Standing beside the same work at the 1985 Fifth Year Traveling Scholarship opening at Boston's iconic Cyclorama gallery was where Lorie first gained gallery representation straight out of SMFA. The director of Boston's Gallery NAGA introduced himself and invited her to bring three works to the gallery to discuss joining NAGA’s roster of artists. At their follow-up meeting soon after, the works were sold on the spot by the time she was done meeting with the gallery director. 

Lorie continues to be represented by Gallery Naga today alongside other SMFA graduates like Dinorá Justice, MFA ‘14, who received a 2023 SMFA Traveling Fellowship. NAGA exhibited solo shows of Lorie's work for years, but the pressure to produce took a toll. "The shows felt like a huge performance, and I just kind of ran away," she confesses. "I didn't want to be under that kind of pressure to produce on deadlines." 

Thrown, Lorie retreated from making art for a decade.She began taking printmaking classes at SMFA with part-time lecturer Rhoda Rosenberg, and the new medium was reinvigorating. 

When Lorie’s therapist suggested she make prints to inform their work together, the work that emerged surprised and shocked her, revealing themes of desire and shame surrounding it. 

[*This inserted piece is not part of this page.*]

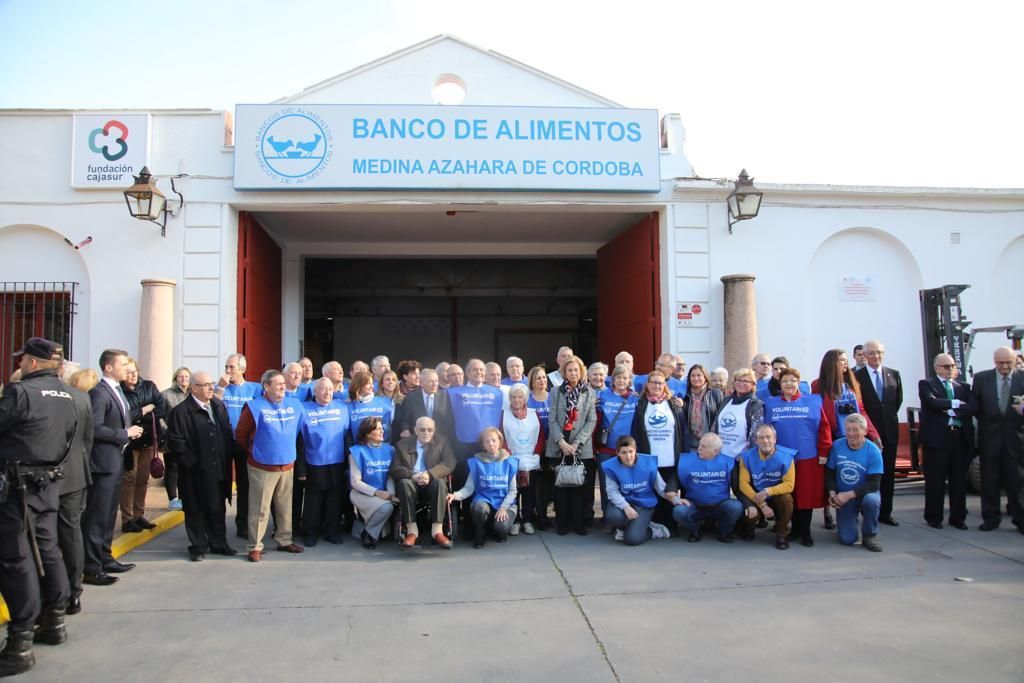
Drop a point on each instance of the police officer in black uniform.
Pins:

She says, "My first show in many years was Desire/Shame in 2021. I was anxious about revealing such personal secrets, but the truth is these themes have always been in my work, just hidden from my consciousness.” From 2021, these themes become bolder and more outspoken—and she did, too. 

The technical steps for creating a print lured Lorie out of her creative block and continue to have that effect today. "I never have an idea precisely thought out before I start," she says. "I welcome unplanned accidents and surprises, which often reveal deeper truths.”

The work she's experimenting with in her studio in 2024 plays with ink viscosity, where she picks up an image with the roller and places it down again, each time more faded and ghost-like, mysteriously expressing themes of identity, aging and mortality.  

Lorie regularly donates her mono prints to the annual SMFA Art Sale, which she also attends to meet current SMFA students and reconnect with fellow alumni and faculty friends. 

She explains, "The Sale is a great place to engage with creative people and discover new artists—many likely to become big one day. Young collectors can go one step further and support the SMFA scholarship fund by purchasing innovative yet affordable student work that just may turn out to be a great investment!  Becoming a part of the SMFA community will truly enrich your life.”